From El Capitan to here

In 2015 we realised that System Integrity Protection would stop TotalFinder and TotalSpaces2 working on normally configured Macs. At the time, we felt that this would mean the end of those products as general consumer products.

However, it is clear that although we don’t see the sales we used to have, there is still strong support for these products. There remains a market for tools that improve the workflow and usability of your system.

A chink of light

One request we often hear is to allow TotalFinder and TotalSpaces2 to be installed so that they can run with System Integrity Protection (SIP) turned on. And in fact we discovered that this is possibe - we have earlier advised anyone who asked to go through a complex process to install our plugin component in a special system location so that the apps could run on a normally configured Mac.

Having realised we could do this, we wanted to give this option to everyone. We have made it simpler, and in fact, from now on it will be the default method of installation.

TotalFinder and TotalSpaces2 with SIP turned on

The installation process for our apps will be as follows:

  1. Reboot into recovery mode (hold cmd-R during reboot).
  2. Go to utilities->terminal, type csrutil disable, and reboot.
  3. Install TotalSpaces2 and/or TotalFinder and run the app(s),
  4. (Optional) Reboot into recovery mode (hold cmd-R during reboot).
  5. (Optional) Go to utilities->terminal, type csrutil enable, and reboot.

So before installing our apps, turn SIP off, Then once the apps are installed you are free to turn SIP back on.

This new installation method is supported from TotalFinder v1.9.0 and TotalSpaces2 v2.5.4.

If you are upgrading from a previous version, everything will continue to work normally. But in order to turn SIP fully on, you must go through the above process.

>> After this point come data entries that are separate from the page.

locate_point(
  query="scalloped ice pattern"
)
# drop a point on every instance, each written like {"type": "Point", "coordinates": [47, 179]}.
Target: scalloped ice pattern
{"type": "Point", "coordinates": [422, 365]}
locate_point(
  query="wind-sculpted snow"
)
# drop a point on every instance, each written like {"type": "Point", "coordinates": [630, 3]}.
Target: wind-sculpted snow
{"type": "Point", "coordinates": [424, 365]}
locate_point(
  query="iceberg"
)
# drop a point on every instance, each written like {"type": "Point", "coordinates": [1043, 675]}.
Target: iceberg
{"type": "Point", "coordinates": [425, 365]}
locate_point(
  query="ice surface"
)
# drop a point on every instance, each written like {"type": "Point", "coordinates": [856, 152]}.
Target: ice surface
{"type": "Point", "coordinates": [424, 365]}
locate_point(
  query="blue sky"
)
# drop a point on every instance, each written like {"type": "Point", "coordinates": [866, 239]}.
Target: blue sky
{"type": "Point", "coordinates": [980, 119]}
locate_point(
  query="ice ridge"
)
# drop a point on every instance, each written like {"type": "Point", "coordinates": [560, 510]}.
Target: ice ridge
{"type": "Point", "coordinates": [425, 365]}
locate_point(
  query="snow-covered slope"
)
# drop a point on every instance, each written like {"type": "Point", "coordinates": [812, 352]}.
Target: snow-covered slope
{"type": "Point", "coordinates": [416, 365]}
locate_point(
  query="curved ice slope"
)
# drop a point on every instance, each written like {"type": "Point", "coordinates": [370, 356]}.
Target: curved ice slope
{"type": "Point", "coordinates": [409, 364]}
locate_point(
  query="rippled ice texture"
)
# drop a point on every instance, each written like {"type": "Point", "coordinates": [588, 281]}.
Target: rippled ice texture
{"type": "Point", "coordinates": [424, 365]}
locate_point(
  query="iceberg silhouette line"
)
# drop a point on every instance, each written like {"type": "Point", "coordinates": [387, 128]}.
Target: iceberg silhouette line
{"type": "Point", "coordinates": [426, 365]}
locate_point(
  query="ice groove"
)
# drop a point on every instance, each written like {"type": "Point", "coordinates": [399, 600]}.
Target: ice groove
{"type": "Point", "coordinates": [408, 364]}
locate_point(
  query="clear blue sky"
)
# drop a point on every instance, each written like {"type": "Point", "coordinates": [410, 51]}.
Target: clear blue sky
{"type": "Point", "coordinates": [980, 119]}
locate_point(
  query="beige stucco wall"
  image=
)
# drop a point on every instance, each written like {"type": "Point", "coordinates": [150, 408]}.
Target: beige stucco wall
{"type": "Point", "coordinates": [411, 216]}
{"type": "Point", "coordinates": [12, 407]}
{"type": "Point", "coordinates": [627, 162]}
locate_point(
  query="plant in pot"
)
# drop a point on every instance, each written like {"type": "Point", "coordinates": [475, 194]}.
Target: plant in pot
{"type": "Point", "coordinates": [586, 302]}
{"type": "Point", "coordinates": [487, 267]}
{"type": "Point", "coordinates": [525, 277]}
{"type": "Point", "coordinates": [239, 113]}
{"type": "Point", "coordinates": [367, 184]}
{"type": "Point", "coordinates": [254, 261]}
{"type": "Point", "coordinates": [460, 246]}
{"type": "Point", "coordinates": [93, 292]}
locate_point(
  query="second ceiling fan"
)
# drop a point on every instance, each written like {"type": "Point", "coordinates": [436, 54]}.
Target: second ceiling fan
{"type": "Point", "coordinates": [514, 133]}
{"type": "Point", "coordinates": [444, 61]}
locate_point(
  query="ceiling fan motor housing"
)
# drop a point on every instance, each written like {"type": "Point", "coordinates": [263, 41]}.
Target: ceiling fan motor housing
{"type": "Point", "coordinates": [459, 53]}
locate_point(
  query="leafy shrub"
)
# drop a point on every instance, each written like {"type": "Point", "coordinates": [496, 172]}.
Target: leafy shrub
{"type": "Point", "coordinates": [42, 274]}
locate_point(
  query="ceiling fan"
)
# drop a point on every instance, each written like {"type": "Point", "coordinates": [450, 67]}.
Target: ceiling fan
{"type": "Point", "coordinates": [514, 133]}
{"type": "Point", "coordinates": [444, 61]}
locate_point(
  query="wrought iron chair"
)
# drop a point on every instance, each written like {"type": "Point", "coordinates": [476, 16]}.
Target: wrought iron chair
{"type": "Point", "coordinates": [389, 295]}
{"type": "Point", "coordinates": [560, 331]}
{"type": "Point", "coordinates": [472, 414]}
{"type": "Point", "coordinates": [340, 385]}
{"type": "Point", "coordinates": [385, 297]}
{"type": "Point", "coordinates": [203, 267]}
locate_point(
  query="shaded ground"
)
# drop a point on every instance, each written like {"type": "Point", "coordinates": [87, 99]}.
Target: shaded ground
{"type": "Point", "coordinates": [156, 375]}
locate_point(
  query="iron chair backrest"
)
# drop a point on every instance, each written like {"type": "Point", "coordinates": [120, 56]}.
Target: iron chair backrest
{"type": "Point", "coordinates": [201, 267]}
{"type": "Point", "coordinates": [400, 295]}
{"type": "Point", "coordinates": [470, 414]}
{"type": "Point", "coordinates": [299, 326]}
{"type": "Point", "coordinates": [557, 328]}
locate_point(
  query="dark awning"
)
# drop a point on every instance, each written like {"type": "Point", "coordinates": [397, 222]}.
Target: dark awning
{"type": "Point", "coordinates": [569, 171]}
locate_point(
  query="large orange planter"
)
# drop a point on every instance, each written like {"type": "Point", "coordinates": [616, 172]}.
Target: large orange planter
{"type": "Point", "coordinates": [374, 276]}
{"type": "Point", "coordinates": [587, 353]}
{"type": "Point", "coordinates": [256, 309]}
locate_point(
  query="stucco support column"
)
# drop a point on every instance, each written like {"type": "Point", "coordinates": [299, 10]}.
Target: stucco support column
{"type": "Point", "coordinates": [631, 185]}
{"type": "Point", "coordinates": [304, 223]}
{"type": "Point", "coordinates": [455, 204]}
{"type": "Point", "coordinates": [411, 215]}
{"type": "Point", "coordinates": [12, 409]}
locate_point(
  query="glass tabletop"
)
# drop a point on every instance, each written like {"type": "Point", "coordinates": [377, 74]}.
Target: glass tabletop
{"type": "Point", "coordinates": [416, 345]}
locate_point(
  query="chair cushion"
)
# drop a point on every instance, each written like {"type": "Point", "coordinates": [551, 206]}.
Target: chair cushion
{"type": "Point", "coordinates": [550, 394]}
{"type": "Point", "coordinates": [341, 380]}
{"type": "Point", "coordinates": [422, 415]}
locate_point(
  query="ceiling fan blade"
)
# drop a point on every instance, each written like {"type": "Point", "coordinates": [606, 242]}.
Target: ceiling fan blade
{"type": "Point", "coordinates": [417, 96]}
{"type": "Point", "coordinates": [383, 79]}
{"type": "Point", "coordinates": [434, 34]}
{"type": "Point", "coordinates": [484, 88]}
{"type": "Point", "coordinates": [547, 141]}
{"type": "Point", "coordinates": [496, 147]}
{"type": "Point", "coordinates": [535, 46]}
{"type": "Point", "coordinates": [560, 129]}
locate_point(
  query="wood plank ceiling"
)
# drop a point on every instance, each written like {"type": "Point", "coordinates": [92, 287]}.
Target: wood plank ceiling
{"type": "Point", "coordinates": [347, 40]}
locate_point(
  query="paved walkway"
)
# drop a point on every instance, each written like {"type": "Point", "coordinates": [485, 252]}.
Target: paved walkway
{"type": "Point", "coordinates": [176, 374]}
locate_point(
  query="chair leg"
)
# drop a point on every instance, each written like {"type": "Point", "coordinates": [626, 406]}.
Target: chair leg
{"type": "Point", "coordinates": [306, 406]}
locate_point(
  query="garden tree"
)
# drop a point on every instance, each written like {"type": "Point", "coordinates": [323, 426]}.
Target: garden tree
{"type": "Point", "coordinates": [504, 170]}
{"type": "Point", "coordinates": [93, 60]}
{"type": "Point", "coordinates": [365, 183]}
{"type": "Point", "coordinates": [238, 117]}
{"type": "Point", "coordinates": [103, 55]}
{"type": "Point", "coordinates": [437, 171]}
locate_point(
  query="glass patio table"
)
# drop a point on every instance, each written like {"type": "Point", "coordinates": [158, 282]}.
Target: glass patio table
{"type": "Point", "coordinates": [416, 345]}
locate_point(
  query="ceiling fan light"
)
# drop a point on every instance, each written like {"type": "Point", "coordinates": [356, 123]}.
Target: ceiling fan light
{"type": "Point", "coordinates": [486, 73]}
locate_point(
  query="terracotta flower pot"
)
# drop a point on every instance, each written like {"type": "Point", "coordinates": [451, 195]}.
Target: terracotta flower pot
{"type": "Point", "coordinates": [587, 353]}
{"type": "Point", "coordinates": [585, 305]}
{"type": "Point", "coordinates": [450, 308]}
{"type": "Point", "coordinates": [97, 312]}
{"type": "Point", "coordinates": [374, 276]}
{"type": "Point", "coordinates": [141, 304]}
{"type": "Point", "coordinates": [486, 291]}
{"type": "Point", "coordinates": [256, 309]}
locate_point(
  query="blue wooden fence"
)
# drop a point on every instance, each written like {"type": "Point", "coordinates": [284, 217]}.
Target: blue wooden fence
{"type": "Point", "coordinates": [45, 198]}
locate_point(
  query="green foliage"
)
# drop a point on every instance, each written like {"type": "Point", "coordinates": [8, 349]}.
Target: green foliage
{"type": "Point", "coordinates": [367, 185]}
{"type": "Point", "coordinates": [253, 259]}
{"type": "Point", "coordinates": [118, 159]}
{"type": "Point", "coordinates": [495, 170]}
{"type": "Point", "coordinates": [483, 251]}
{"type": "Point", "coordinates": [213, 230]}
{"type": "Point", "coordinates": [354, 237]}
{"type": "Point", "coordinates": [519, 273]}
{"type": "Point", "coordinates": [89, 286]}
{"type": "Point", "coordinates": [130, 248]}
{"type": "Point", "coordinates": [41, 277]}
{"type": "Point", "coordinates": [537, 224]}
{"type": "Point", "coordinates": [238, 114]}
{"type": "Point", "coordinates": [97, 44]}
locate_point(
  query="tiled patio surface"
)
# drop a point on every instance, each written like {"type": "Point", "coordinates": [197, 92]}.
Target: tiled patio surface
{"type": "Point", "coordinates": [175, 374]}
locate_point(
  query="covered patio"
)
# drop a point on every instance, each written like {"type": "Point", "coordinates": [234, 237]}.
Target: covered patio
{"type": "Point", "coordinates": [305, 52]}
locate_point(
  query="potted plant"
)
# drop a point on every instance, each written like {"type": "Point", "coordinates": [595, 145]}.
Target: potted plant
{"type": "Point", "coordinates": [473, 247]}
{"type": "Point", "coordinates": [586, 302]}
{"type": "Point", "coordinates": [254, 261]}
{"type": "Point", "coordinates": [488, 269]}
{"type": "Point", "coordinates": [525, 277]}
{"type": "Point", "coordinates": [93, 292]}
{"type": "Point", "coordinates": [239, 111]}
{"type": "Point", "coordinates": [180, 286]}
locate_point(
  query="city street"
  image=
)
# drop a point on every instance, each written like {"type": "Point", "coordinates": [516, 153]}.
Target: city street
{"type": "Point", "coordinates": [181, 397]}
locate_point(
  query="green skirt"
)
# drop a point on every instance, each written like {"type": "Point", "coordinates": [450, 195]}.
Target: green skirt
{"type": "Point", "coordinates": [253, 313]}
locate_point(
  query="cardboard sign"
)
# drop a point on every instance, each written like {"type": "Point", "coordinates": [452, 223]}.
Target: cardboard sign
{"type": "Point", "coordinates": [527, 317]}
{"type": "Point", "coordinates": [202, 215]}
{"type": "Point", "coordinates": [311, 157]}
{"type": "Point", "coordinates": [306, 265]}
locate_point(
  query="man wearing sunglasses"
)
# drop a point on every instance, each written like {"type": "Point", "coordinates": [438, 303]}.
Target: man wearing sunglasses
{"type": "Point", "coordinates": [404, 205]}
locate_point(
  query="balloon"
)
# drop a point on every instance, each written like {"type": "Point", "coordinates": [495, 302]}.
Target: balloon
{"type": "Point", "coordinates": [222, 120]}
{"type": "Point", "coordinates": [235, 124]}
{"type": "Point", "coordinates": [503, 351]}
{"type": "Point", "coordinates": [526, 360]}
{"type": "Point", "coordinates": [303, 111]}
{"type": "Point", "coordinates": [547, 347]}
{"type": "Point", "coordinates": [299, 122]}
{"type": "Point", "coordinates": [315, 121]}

You can find more information here for TotalFinder, and here for TotalSpaces2.

Technical details

Both TotalFinder and TotalSpaces2 have a plugin component that lives in /Library/ScriptingAdditions. As a normal user you can allow writing that component there if you allow adminstrator access.

However, plugins in that location cannot be loaded by OSX/MacOS with System Integrity Protection fully turned on.

It turns out there is another location, /System/Library/ScriptingAdditions from where the system will load plugins even with SIP turned on. However, SIP must be turned off in order to be able to write the plugin there in the first place.

We are changing to using this system location as our primary pluign location. So, for installation, turn SIP off, install and run the apps, then you may freely turn SIP back on.

Risks

Apple “own” the system locations in your file system, and it is entirely possible that they could remove our plugin components during a software update. If this happens, you would need to turn SIP off again in order for the plugin to be re-installed. We don’t think this will happen, but you never know.

If we have to update our plugin component, this would also require SIP changes, but we are aiming to keep the component stable across many releases.

Final words

Both TotalFinder and TotalSpaces2 have a number of other improvements in this release, so it should be worth upgrading. We are pushing the new binaries out to our pre-release testers today, and to all users soon if everything seems fine. Let us know if you have any problems!